Zamanın sesi koşar adımlarla ardımızdan yankılanıyor. Ne yazık ki, meşru kıldığımız tek şey hüzün. Ömür sayfamızı biriktirdikçe, yalnızlık ikliminin ayazına teslim oluyoruz. Reddediyoruz başkalarının tanımladığı; mutluluğu, sevinci.

Öyle ya!

Kendine derin bir uzaklık seçmişlerin, kalplerinin topraklarına onlarca inancını gömmüşlerin ve dişleri dökülmüş bütün ağızlarda aynı cümleye rastlarız. Onların dillerinden dökülen fısıltıyla şekillendiririz dünyayı ve insanı. Belki de bizi buna zorlayan yetimizin acizliğidir. Uzun denklemler kurarız ha bire; kirpikler ve ufuk çizgisi arasında. Damla damla eşiklere düşeriz.

Başkalarının mürekkebinden payımıza düşen ne varsa fazlasıyla özümser fazlasıyla kaderlerimizi bağlarız. Dünyanın kötülüğünü temize çekerek kendimize güvenli bir alan oluştururuz. İnsanın yegâne doyumsuzluğudur pay çıkarma.

Her şey kendiyle konuşuyor aslında. Dağ kendine yüceliyor, ırmaklar sessizce ç’ağlıyor, yapraklar eylülle anlaşmalı dökülüyor, gök bazen bulutlu, kekeme yağmurlara direnemiyor. Bazen sağanak sağanak akıyor bazen de ışıl ışıl kuşlara özgürlüğün türküsünü söylüyor.

İnsan da öyle en çok kendisiyle konuşmayı yeğliyor. Büyüdükçe un ufak olan inancı direncini kırarken, kursağında yutkunduğu cümlelerle kalbine kesikler atıyor.

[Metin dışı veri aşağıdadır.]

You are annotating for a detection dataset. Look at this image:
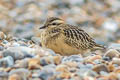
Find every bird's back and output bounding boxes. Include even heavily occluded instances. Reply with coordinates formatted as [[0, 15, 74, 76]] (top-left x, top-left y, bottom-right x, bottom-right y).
[[63, 24, 104, 50]]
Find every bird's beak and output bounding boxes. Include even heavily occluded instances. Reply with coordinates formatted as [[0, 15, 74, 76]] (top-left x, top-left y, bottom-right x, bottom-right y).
[[39, 26, 46, 29]]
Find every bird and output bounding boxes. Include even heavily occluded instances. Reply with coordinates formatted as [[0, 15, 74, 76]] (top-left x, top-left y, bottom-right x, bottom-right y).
[[37, 17, 105, 56]]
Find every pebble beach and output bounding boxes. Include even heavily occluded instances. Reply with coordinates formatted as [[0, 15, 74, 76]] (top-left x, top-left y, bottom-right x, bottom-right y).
[[0, 0, 120, 80]]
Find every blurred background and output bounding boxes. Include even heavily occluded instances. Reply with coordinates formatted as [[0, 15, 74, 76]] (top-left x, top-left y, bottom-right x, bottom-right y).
[[0, 0, 120, 44]]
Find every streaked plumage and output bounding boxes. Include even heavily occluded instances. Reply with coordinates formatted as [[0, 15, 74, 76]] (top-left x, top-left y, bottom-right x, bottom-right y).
[[38, 17, 104, 55]]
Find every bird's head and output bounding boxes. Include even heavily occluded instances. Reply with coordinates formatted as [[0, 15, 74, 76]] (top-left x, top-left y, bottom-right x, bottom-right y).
[[39, 17, 64, 29]]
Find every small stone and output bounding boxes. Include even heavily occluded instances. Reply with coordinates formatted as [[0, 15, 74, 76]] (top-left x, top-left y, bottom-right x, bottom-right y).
[[8, 74, 24, 80], [57, 72, 71, 79], [93, 64, 109, 73], [3, 47, 33, 60], [38, 68, 54, 80], [28, 58, 41, 69], [62, 55, 83, 63], [112, 58, 120, 66], [53, 56, 62, 65], [14, 58, 29, 68], [40, 56, 54, 66], [9, 68, 30, 80], [76, 68, 98, 78], [0, 56, 14, 67], [0, 31, 6, 40], [0, 71, 8, 80], [56, 64, 69, 72], [104, 49, 120, 59]]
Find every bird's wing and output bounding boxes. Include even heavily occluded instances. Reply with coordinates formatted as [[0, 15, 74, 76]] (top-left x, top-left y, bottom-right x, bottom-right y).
[[64, 25, 96, 49]]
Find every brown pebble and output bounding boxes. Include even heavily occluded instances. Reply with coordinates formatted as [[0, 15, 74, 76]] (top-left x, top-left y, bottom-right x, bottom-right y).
[[93, 64, 109, 73], [28, 58, 42, 69], [8, 74, 22, 80], [56, 64, 68, 72], [53, 56, 62, 65], [0, 31, 6, 40], [112, 58, 120, 66], [104, 49, 120, 59]]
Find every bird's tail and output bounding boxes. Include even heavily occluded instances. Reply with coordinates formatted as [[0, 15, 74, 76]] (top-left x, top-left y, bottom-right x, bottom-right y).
[[93, 44, 107, 50]]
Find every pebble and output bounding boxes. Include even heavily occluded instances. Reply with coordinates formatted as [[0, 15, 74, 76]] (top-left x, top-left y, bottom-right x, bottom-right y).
[[3, 47, 32, 60], [9, 68, 30, 80], [104, 49, 120, 59], [0, 56, 14, 67], [93, 64, 109, 73]]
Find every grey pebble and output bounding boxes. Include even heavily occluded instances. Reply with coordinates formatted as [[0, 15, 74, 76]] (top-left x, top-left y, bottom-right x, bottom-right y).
[[3, 47, 33, 60], [0, 56, 14, 67], [62, 55, 83, 63]]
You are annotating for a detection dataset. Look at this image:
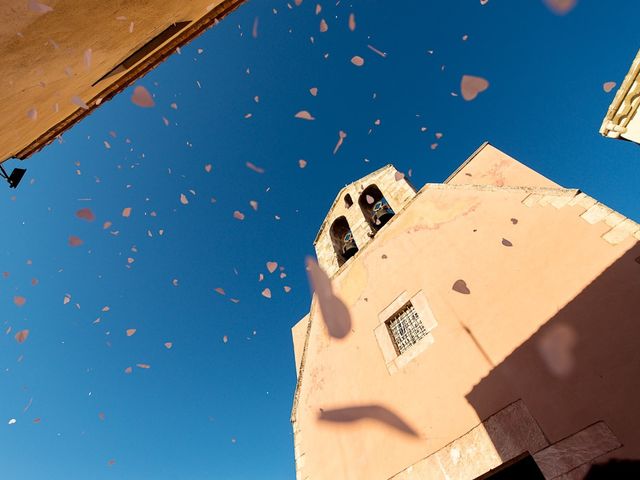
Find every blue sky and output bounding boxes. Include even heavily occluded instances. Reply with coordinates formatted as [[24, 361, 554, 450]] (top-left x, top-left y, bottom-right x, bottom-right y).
[[0, 0, 640, 480]]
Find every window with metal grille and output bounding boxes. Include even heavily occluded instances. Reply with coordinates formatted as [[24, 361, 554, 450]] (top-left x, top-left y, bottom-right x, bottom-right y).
[[386, 302, 429, 355]]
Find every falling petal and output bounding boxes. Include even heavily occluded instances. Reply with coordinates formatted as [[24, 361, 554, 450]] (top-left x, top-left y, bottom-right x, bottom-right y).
[[69, 235, 84, 247], [544, 0, 578, 15], [318, 405, 418, 437], [76, 208, 96, 222], [27, 0, 53, 13], [333, 130, 347, 155], [451, 280, 471, 295], [294, 110, 316, 120], [131, 85, 155, 108], [71, 95, 89, 110], [349, 13, 356, 32], [460, 75, 489, 102], [15, 330, 29, 343], [245, 162, 264, 173], [306, 257, 351, 338]]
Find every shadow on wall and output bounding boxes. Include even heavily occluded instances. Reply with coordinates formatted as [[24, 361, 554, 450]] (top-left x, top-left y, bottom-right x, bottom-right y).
[[467, 243, 640, 460]]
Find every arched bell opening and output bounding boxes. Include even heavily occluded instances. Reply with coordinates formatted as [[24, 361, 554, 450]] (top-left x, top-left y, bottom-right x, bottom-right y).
[[358, 185, 395, 232], [329, 217, 358, 266]]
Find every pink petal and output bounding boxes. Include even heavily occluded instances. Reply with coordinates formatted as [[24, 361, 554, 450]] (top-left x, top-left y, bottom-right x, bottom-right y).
[[245, 162, 264, 173], [69, 235, 83, 247], [294, 110, 316, 120], [131, 85, 156, 108], [76, 208, 96, 222], [307, 257, 351, 338], [460, 75, 489, 101], [15, 329, 29, 343]]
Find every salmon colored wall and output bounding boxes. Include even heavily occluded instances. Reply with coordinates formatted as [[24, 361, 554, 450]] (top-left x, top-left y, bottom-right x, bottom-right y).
[[292, 147, 640, 479]]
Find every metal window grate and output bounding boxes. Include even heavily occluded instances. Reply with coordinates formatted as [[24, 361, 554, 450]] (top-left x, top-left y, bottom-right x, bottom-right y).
[[387, 303, 428, 354]]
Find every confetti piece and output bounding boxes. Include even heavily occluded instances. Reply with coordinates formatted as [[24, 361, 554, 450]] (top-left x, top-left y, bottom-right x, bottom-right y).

Ama bir yerlerde eksiklik var. Yaşamak denen şey bir tedirginliğe dönüştüğünde somut kavramlar üzerinde konuşuyoruz hep.
‘Hiç mi iyimserlik yok?’ Dediğinizi duyar gibiyim.

Olmaz mı? Bakmak ve görmek arasındaki fark gibi; göz bakar zihin görür. Sınandığımız zaman ayracında gerçeğin kapısından girmek isteyene, paslı kilitler bile büyülüdür.

Bu güceniklikten silkinmeliyiz. Yılların iniltisinden kurtulup hayatın kıpırdanışına ayak uydurmalıyız. Kalbimizden acıyı sökmeli ve artık dilimizde ki ‘ah’ kelimesini çıkarmalıyız.

Hiç düşünmeden genelleştirdiğimiz çoğu kavramı ezber edip ardına düşmüyoruz. Bakmak cazip geliyor sadece.

Oysa beyin görmeli, algılamalı toplumsal hayatın gerçekliğini.

Mendil satan bir çocuğun kıyafetindeki yoksulluğa bakmadan; gözlerinde ki güneşi görmeli.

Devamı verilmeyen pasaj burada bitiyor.